What was the scope of their involvement?
We talked to Caserta about our goals, and they did a week-long dive into our data lake. We went through potential use cases, and they helped design and architect the data lake, using AWS. We also discussed using different processing layers and scheduling orchestration tools, giving us a comprehensive platform blueprint. We considered using a pre-made data lake platform, but they weren’t flexible enough, and Caserta came up with an excellent outline.
Once we agreed on a proposed blueprint, Caserta provided a few consultants to work with our in-house team to build the infrastructure and write the code. They helped train our team members to get them up to speed on our project. After that, we began to generate our first set of analyses for our portfolio managers.
As we worked on the project, Caserta suggested we use Databricks as our Spark layer to process the larger datasets. We wanted to be able to scale, so they recommended elastic computing to easily control the cluster of Spark machines. We also use AWS Redshift, and our processing generates parquet files that are stored on Amazon S3. We use MicroStrategy to manage our internal components, and Caserta uses Tableau for interactive visuals that the analysts and portfolio managers want. They also recommended Airflow as our orchestration server for the cloud.

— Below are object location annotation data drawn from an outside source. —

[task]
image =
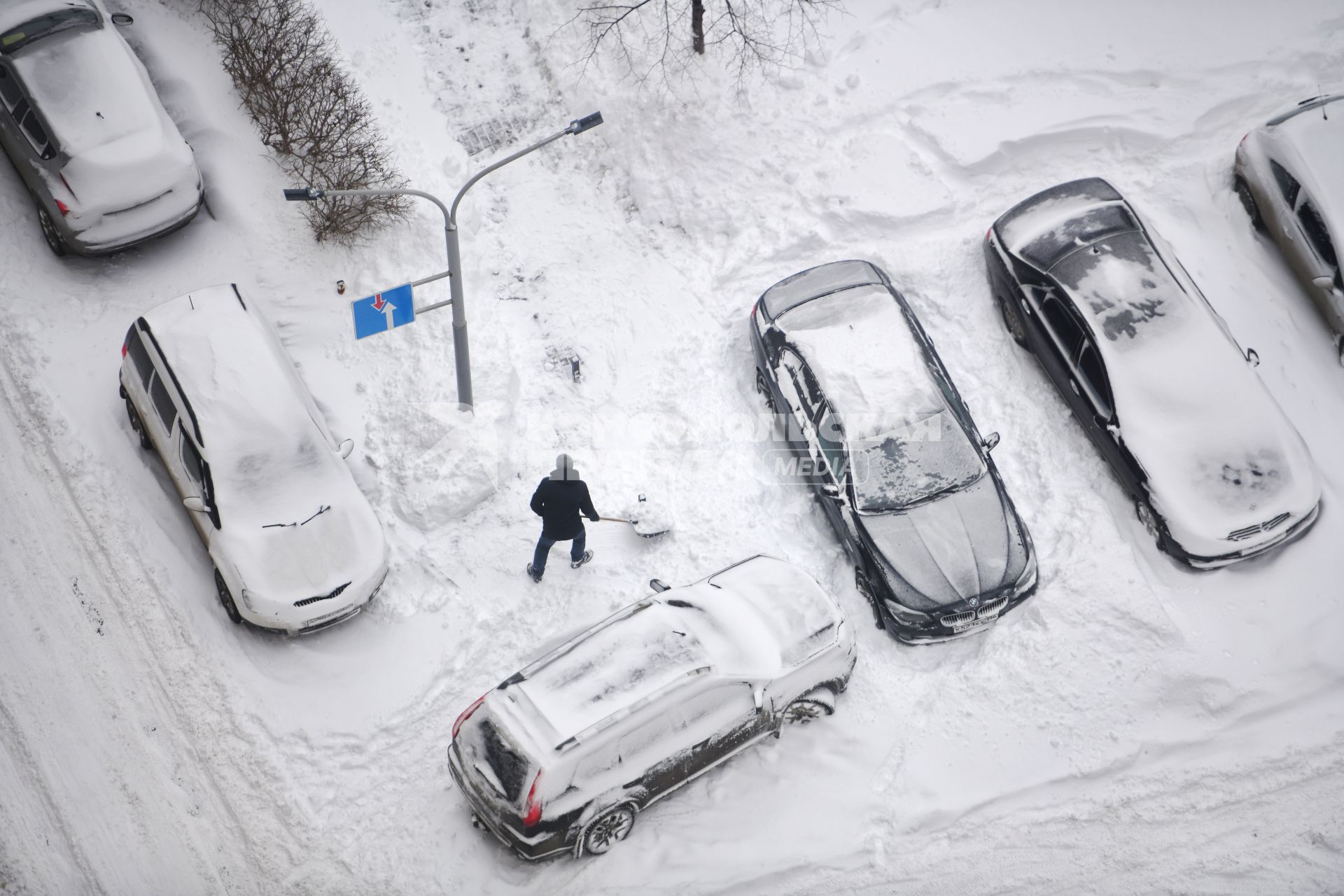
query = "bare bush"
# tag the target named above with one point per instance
(657, 39)
(309, 111)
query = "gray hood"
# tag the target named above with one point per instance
(949, 550)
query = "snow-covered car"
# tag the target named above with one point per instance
(1289, 175)
(86, 132)
(1214, 466)
(886, 442)
(564, 755)
(209, 386)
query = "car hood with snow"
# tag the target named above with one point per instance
(1225, 466)
(955, 548)
(293, 520)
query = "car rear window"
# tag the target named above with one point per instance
(505, 762)
(163, 402)
(818, 281)
(139, 356)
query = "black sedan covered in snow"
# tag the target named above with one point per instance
(1215, 469)
(876, 428)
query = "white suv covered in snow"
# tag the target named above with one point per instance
(81, 122)
(566, 752)
(295, 543)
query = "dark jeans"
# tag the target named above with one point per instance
(543, 548)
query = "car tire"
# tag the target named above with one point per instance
(809, 707)
(764, 388)
(1012, 320)
(227, 599)
(1151, 522)
(1243, 192)
(609, 830)
(55, 242)
(137, 425)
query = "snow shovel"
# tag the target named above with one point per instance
(647, 519)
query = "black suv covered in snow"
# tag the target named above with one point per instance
(881, 433)
(1215, 469)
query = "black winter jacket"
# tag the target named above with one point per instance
(559, 504)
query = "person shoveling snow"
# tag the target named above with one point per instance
(559, 500)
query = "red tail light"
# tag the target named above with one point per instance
(533, 808)
(467, 713)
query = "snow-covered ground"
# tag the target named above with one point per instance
(1136, 729)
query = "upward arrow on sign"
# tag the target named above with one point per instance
(378, 314)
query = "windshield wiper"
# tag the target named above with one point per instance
(283, 526)
(320, 511)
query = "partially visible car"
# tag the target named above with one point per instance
(566, 754)
(891, 453)
(1289, 174)
(84, 127)
(1215, 469)
(207, 386)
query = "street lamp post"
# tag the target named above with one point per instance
(461, 354)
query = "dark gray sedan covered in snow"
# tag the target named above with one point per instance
(876, 428)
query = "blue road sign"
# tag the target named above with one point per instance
(384, 311)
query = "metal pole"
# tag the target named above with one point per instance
(460, 351)
(454, 261)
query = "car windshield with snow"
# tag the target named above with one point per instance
(81, 122)
(1214, 466)
(207, 384)
(1289, 175)
(876, 429)
(564, 755)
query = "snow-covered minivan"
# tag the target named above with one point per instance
(565, 754)
(207, 384)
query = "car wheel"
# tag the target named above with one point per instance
(139, 426)
(1012, 321)
(227, 599)
(808, 708)
(764, 388)
(1243, 192)
(49, 232)
(608, 830)
(1148, 516)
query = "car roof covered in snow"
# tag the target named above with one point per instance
(867, 360)
(1049, 226)
(92, 90)
(1316, 134)
(1217, 448)
(755, 620)
(255, 419)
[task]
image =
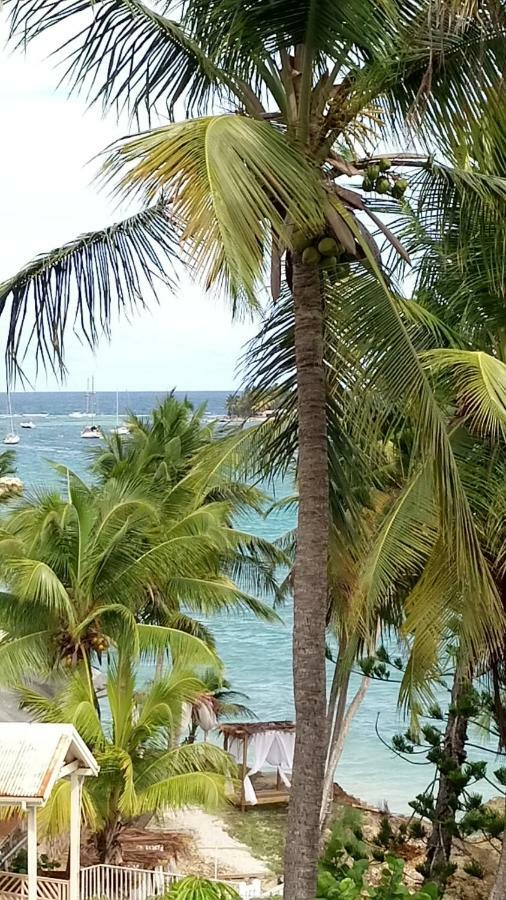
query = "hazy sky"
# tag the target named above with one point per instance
(47, 198)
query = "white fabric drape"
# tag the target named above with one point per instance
(272, 748)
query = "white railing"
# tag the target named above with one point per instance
(13, 885)
(104, 882)
(122, 883)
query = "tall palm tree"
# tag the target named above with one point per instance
(313, 86)
(84, 570)
(138, 774)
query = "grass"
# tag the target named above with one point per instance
(262, 829)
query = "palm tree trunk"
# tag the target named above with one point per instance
(439, 845)
(499, 889)
(310, 590)
(342, 725)
(108, 844)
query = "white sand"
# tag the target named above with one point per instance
(214, 844)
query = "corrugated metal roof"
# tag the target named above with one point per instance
(32, 755)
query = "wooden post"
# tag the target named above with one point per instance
(75, 835)
(31, 826)
(244, 770)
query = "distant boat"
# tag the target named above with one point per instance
(86, 413)
(91, 431)
(122, 430)
(12, 437)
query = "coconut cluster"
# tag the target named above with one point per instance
(322, 250)
(378, 178)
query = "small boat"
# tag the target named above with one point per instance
(122, 430)
(91, 431)
(12, 437)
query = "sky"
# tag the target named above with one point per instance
(47, 197)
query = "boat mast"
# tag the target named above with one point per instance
(92, 400)
(9, 407)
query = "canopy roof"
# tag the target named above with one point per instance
(33, 756)
(241, 729)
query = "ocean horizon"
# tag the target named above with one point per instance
(258, 657)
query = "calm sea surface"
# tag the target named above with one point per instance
(257, 656)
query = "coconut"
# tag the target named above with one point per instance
(382, 185)
(300, 241)
(327, 247)
(343, 270)
(310, 256)
(399, 188)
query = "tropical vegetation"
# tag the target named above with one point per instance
(134, 735)
(316, 95)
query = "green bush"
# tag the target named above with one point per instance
(354, 885)
(192, 888)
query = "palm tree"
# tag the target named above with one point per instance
(192, 888)
(90, 568)
(313, 87)
(217, 703)
(138, 774)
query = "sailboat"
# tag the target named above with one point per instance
(91, 431)
(86, 413)
(12, 437)
(119, 429)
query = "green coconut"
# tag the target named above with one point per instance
(327, 247)
(329, 263)
(300, 241)
(310, 256)
(382, 185)
(343, 270)
(399, 188)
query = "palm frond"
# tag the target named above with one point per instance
(226, 176)
(79, 285)
(480, 383)
(125, 53)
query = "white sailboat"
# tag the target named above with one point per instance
(119, 429)
(86, 413)
(12, 437)
(91, 431)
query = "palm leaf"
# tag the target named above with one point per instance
(79, 284)
(480, 382)
(227, 177)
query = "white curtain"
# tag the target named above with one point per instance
(272, 748)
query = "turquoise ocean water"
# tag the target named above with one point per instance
(258, 656)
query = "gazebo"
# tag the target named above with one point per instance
(33, 758)
(258, 744)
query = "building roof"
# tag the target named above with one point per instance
(32, 757)
(241, 729)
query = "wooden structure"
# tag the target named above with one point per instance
(33, 758)
(243, 732)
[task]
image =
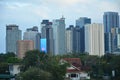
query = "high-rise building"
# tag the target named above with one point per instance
(108, 42)
(33, 34)
(23, 46)
(115, 39)
(70, 39)
(59, 36)
(47, 33)
(110, 20)
(77, 40)
(81, 22)
(94, 39)
(12, 35)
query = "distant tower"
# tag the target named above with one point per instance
(34, 35)
(47, 33)
(81, 22)
(23, 46)
(110, 20)
(94, 39)
(12, 35)
(59, 36)
(70, 39)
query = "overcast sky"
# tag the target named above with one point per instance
(28, 13)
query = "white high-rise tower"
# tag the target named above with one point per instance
(94, 39)
(59, 36)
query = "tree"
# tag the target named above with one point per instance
(34, 73)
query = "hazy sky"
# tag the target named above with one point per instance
(28, 13)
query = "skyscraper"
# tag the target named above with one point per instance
(94, 39)
(81, 22)
(70, 39)
(110, 20)
(77, 40)
(33, 34)
(59, 36)
(47, 33)
(23, 46)
(12, 35)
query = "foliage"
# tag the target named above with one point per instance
(34, 73)
(44, 62)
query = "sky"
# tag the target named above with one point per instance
(29, 13)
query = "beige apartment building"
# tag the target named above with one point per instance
(24, 46)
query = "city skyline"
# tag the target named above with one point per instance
(27, 14)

What is the team composition?
They provide two expert resources in Python and data analytics and bring in different experts, depending on the phase of the project. We also interact with Joe (Founder, Caserta).
How did you come to work with Caserta?
Joe was the keynote speaker at a conference a while back, and he had a great approach to handling alternative data. He knew how to approach larger datasets and build data lakes, so we got in contact and eventually hired them.
How much have you invested with them?
We’ve spent around $700,000.
What is the status of this engagement?
We partnered in November 2017, and the work is ongoing.